All in all, women who drank between one
and two glasses of beer, wine, or spirits a day were up to 30% less
likely than teetotallers to become overweight or obese.
Researchers
said that women who already drank in moderation should be encouraged by
the finding, but that people should not take up drinking in order to
lose weight.
For the study, researchers originally quizzed more
than 19,000 women, all older than 39, none of whom were overweight or
obese when the study began.
In the initial questionnaire, some
40% of the women reported not drinking at all, 33% said that they had
about two drinks a week, 20% said they had about one drink a day, 6%
said two drinks a day, and 3% drank more than two drinks a day.
When
the researchers polled each of the women a second time, after an
average of 13 years, they found that most of the women had gained some
weight.
Even when the researchers adjusted their calculations for age
differences, race, total calorie intake, activity level, and tobacco
use, they found that the women in the study who did not drink at all
were the most likely to gain weight.
Other studies have linked moderate alcohol use to limiting weight gain.
In
a large health survey done in 2005, researchers found that people of
both sexes who drank in moderation were thinner, on average.

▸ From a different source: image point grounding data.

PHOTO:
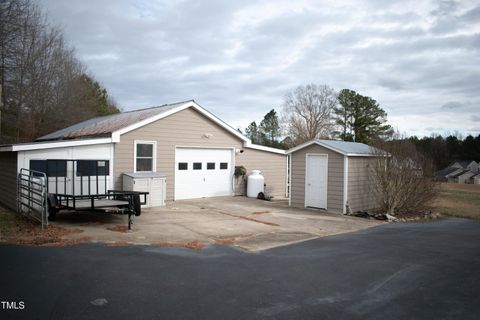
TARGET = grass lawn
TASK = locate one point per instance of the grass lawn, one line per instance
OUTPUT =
(458, 200)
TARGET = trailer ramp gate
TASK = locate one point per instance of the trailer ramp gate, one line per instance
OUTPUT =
(32, 195)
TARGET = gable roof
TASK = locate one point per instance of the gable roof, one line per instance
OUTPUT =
(117, 124)
(108, 129)
(344, 147)
(105, 125)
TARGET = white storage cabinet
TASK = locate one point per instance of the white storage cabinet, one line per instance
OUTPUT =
(153, 183)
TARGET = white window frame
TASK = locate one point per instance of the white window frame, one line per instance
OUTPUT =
(154, 154)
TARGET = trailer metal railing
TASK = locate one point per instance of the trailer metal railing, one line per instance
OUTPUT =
(32, 195)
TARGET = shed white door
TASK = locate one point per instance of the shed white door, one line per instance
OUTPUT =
(202, 173)
(316, 181)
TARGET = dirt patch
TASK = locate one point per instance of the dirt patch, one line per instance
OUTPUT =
(68, 242)
(260, 212)
(250, 219)
(122, 229)
(194, 245)
(225, 241)
(17, 229)
(260, 221)
(117, 244)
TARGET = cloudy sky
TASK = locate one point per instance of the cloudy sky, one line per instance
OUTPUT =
(419, 59)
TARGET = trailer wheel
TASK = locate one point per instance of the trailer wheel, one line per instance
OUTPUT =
(52, 212)
(137, 205)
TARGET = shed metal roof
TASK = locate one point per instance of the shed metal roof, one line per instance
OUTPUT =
(104, 126)
(344, 147)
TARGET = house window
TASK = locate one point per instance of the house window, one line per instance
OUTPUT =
(145, 152)
(183, 166)
(92, 168)
(197, 166)
(52, 168)
(210, 165)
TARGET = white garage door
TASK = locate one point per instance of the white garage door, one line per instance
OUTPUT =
(202, 173)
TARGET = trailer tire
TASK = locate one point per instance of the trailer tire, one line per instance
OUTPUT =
(137, 206)
(52, 212)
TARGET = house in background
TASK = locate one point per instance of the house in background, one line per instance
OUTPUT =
(471, 165)
(460, 171)
(196, 152)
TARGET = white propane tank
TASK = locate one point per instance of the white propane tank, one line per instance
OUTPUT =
(255, 183)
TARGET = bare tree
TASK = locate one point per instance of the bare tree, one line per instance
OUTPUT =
(401, 178)
(307, 112)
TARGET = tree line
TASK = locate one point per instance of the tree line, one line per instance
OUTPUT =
(44, 87)
(444, 150)
(319, 112)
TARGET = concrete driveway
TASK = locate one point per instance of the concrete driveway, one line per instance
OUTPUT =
(249, 224)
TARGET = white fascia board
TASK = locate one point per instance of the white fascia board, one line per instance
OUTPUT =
(250, 145)
(116, 135)
(60, 144)
(360, 155)
(300, 146)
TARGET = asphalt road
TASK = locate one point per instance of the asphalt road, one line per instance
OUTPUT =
(396, 271)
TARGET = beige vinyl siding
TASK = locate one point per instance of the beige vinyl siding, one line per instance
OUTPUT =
(335, 177)
(360, 189)
(8, 179)
(187, 128)
(273, 167)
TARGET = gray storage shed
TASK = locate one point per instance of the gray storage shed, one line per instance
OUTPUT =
(331, 175)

Binge drinking was associated with increased obesity risk, however.
Ahmed
A. Arif, an associate professor of epidemiology at the University of
North Carolina in the US, who led the study from several years ago,
said that he did not know what biological mechanisms might make people
who drink moderately less likely to be obese.
The researchers
who worked on the present study said that they believed women who drank
alcohol substituted alcohol calories for food calories when they drank.
Catherine
Collins, a dietitian and spokesperson for the British Dietetic
Association, said that she believed it would be a mistake to think that
drinking alcohol helped people lose weight.
She said that the
women who took part in the recent study were not average, and that
being within a normal weight range by age 39 was quite a feat in itself.